By Sonam Rikha ‘24
Home. For almost all of my life, home had been West Rogers Park, Chicago. It was where I attended my very first day of school, where I met new relatives and a baby sister, where I learned to ride a bike. In the spring of my first year in college, I officially moved with my family out of the city neighborhood where I grew up to a suburb in the Chicagoland area. Grabbing the last boxes of my stuff out of my now empty childhood home, I couldn’t help but feel a pit of sadness starting to form in my stomach. While roaming around the lonely house, memories rapidly flashed through my mind. As I started walking up the stairs to the bedrooms, the feeling of the smooth black staircase railing reminded me of my many odd childhood shenanigans.
“SONAM, get off the rails!” my mother would yell as I dangerously climbed the outer ends of the staircase rails. Stories ingrained in the house’s walls would now go unnoticed and be replaced by a new family’s stories.

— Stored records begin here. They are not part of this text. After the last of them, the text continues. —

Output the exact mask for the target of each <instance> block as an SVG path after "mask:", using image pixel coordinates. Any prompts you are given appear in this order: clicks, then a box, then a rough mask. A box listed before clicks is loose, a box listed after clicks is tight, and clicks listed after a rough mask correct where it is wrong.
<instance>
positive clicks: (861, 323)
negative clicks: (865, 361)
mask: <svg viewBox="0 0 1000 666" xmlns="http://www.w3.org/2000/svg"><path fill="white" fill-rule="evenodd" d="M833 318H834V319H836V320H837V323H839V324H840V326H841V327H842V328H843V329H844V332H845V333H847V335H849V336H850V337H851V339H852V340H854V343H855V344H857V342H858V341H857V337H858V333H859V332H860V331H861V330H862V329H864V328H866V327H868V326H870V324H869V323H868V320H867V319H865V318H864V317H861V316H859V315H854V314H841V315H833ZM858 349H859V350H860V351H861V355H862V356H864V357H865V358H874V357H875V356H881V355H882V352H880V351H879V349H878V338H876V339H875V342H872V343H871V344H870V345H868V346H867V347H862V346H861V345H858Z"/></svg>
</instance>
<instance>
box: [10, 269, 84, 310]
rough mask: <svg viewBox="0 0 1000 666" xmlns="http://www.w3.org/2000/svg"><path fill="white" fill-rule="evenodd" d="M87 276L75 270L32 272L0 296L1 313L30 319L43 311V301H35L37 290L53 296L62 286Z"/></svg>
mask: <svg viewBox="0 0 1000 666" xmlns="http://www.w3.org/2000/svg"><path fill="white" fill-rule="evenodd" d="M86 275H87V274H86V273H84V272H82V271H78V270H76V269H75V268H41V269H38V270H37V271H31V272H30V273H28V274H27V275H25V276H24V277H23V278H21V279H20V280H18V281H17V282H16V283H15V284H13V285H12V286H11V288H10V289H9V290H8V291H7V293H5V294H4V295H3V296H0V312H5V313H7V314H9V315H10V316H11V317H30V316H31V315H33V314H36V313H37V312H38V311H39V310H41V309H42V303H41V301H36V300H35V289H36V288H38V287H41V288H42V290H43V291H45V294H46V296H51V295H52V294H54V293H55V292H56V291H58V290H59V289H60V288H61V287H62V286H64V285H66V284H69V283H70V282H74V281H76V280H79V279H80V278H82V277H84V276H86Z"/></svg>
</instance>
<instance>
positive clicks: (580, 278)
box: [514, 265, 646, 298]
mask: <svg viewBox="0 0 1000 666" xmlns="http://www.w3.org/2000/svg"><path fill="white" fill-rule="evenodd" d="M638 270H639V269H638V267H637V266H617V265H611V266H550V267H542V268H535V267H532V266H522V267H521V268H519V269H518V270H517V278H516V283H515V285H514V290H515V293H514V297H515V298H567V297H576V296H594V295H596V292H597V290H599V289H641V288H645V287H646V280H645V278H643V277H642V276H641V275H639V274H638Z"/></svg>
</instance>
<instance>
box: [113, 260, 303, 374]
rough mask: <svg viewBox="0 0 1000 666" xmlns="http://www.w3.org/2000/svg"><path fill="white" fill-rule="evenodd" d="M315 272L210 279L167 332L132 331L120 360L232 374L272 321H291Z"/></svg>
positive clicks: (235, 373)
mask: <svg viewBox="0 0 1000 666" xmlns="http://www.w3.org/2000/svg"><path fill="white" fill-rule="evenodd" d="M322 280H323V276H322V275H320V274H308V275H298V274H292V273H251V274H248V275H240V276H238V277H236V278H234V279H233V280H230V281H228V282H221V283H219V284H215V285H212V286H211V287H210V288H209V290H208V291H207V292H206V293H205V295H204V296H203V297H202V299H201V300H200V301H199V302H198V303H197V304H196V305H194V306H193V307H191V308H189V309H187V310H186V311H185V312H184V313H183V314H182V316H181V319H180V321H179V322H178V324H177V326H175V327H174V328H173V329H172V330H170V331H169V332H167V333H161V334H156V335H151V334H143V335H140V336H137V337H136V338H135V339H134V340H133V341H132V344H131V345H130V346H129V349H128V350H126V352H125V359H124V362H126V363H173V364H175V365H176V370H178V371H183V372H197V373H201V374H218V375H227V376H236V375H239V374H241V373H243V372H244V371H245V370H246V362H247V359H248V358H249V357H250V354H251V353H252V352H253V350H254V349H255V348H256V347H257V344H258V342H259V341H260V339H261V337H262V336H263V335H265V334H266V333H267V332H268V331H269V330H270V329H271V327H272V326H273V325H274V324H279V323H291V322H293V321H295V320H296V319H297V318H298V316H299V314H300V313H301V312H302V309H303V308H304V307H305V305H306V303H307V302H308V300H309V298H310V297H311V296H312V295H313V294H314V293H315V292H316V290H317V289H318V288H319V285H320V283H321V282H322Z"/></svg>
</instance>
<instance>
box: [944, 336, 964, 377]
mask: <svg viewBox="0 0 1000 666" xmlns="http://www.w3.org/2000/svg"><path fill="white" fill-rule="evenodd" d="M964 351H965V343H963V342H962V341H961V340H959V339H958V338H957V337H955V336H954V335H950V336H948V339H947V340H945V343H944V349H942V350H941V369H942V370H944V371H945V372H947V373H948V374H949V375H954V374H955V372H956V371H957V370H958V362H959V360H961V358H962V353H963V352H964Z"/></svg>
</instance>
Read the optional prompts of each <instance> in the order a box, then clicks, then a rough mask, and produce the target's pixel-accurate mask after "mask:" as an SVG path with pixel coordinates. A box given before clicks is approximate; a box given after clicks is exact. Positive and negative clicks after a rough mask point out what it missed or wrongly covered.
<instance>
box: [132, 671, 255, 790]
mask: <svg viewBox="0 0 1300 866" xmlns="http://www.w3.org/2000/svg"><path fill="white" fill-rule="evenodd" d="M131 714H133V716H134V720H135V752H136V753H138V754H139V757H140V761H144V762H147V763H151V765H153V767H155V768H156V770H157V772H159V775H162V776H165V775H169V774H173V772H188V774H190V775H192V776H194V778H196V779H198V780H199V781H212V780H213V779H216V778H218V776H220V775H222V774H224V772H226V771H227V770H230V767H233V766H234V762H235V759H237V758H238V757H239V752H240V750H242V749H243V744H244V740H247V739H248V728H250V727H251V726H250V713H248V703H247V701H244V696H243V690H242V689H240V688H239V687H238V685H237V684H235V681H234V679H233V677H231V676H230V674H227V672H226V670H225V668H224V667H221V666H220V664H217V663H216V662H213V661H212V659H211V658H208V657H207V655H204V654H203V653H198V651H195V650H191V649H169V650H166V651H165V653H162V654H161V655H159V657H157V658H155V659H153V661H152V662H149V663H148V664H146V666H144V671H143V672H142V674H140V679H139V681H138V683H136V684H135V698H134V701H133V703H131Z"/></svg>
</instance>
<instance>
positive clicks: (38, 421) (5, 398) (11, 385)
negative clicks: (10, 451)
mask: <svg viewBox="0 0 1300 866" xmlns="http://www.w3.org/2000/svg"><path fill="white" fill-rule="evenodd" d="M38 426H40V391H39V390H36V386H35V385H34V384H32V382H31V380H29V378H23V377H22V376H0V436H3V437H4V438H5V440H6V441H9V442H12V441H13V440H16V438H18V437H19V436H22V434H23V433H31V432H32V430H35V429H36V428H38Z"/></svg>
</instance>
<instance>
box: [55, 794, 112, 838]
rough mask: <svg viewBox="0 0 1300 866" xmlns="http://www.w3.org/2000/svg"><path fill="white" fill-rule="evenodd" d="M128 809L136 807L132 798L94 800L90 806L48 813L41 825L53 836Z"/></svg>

I took one last look at all the rooms and finally willed myself to shut the front door. As we drove through the neighborhood, I began to reminisce about the tales the familiar landmarks held. The street my brother and I always raced across–a race that would end in younger, over-competitive Sonam being annoyed at consistently losing. The public bus stop where I waited every single morning at 6 a.m. to get to my high school–a bus stop I despised during the harsh Chicago winters. I could no longer casually walk to the Howard & Western Shopping Center or impulsively run to the Morelia market to buy some pan dulce. Passing through West Rogers Park and its accompanying history, I felt as if I was closing as well as opening a new chapter of my life.
The heaviness in my heart at leaving my childhood home, as well as the flutter of excitement for a new environment, reminded me of the emotions my pre-pandemic college friends described to me about first moving into college. And while starting my first semester of college remotely didn’t spark the same sentiment, officially moving this spring has allowed me to empathize more with the college experience.
Even though the first definition of home in the Merriam-Webster Dictionary is “one’s place of residence,” I believe that a home is more social than locational. Sure, locations hold memories, but memories can be made anywhere. So, in a sense, you can have multiple homes, or your home can be anywhere as long as you have the right group of people around you. While I had to say goodbye to one home this spring, I hope to make a new home at Pomona when we all return to campus in the fall.